Reward members get 5% back on what they buy plus financing options for major purchases. And the company also offers a co-branded VISA credit card that adds extra rewards and gives members credit for purchases at other retailers. The company reported over $1 billion in private label card purchases last year. And the reward program is also offered at Petsense.

Neighbor’s Club is pivotal to capturing the spending power and loyalty of next-generation Millennial customers on whom the company’s future depends.

“This group will make up nearly a quarter of the U.S. population by 2032, just ten years from now,” CEO Lawton reported in the recent earnings call. “Our sales comps for Millennials have outpaced non-millennials at Tractor Supply for five consecutive years. Millennials over-index on sales per customer, units per customer and average ticket.”

And whether customers shop online or visit the store, they are served expertly by the company’s 50,000+ team members, who treat customers well because the company treats them well. Tractor Supply was just named to Forbes list of America’s Best Large Employers, rising from number 329 in 2022 to 177 this year.

Lifestyle Is All

Many retailers claim to be a lifestyle brand, but Tractor Supply has earned the title.

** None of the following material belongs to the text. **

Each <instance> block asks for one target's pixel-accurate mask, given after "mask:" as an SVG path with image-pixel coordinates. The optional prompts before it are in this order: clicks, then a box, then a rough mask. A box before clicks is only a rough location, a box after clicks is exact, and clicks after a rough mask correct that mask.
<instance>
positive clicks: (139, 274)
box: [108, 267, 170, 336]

“Many of the hobbies pursued by the Millennials fit with our Out Here lifestyle,” Lawton shared. “Tractor Supply enables passions and hobbies pursued by Millennials, whether it is a pursuit as simple as making memories with family and friends or caring for pets and animals, or getting outside to hunt fish or camp, or being more self-sufficient and sustainable.”

And he concluded, “Millennials are increasingly choosing to move out here. This is not just a phenomenon of the pandemic but rather a decade-long trend of net migration out of urban areas that skewed disproportionately among this younger generation.

“The rural lifestyle appeals to Millennials and it offers greater affordability, safety, self-sufficiency at a slower pace, and the ability to pursue hobbies and passions. Tractor Supply serves as a key resource in our local communities for Millennials to come to for trusted advice and expertise.”